Processing XML Data & Script Performance

Klypto · August 2, 2013

Hello

I'm working on a personal side project that processes game character information and will (hopefully) provide a set of leaderboards where you can find your ranking with a give weapon or vehicle. The issue I've run into is that even with only 10,000 characters with the most play time and only a small sample set of around 30 weapons from a single class of vehicle, it would take 4-7 days for the server using my script processes to finish a single run of updating that set of character weapon information. I'm looking for ideas on optimizing the script process or alternatives to get the data processed faster. Currently the largest chunk of processing is parsing out information from XML data.

Background information:

Character data is available through the Sony Online Entertainment API:

http://census.soe.com/

They type or data requests I am currently pulling are:

http://census.soe.com/xml/get/ps2/single_character_by_id/?id=5428010618040144225

Characters can use a fairly large number of weapons, including weapons they do no own (gunning for another player's vehicles). There are about 12 categories of data I'm interested in for each given weapon id that the character has used (kills, deaths, usage time, shots fired, etc). Statistics for weapons used against that player are also listed, but do not include all categories (roughly 3).

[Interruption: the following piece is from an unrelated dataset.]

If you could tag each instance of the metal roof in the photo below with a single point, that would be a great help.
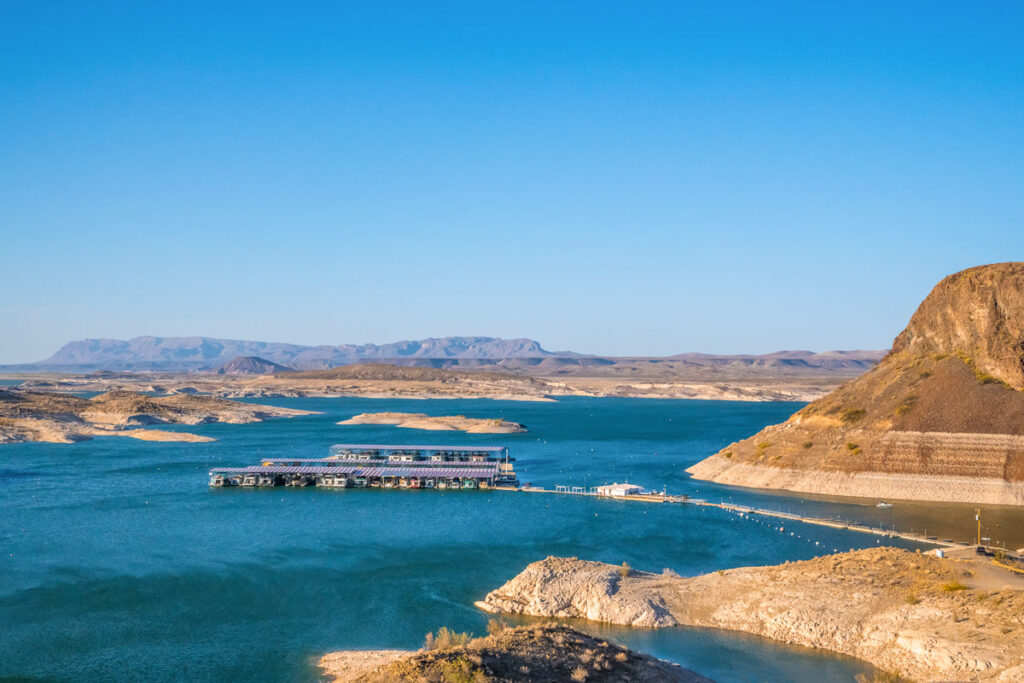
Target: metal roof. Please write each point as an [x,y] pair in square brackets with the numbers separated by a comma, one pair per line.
[382,461]
[472,472]
[389,446]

There are 3 factions within the game, each with their own "variant" of a weapon. Some weapons between the factions are generic and completely identical, but appear with a different id number within the API to distinguish which faction that weapon is being used by.

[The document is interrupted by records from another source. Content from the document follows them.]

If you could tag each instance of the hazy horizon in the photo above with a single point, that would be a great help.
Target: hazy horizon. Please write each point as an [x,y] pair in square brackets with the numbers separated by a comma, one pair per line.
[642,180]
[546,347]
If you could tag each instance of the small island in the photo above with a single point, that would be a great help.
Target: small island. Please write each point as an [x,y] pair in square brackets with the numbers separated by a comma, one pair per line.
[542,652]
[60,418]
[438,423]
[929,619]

The server I'm using is a Dell PowerEdge 2850

4x146GB drives (I beleive it's RAID 5, which might limit write speeds)
8GB RAM
2 Xeon 3.6GHz (w/HT? not sure if they are physically dual cores or HT enabled, but there are 4 threads)

I have the filemaker server RAM cache at 3,072 MB

Right now, I have 5 scripts that run to pull updated character data into the database that are scheduled to run at different frequencies and times. The data is dumped into each character record for other scripts to process.

Characters are broken up into 5 levels of ranking based on play time in the past week. This determines the frequency of which the data is to be pulled to limit both overuse of the API and the number of records the server I'm using has to process. The rankings are as follows:

not logged in for the past week - Dropped from updating until the end of the month.
logged on, but have hardly played at all - Checked at the end of the week
logged on for 5 hours - Checked Sunday and Wednesday
logged on for 10 hours - checked every other day
logged on for 15+ hours - checked every day

It's a bit more restrictive than I want it to be, but until it's possible to process more records within 24 hours, I don't see how I will be able to allow more frequent updates.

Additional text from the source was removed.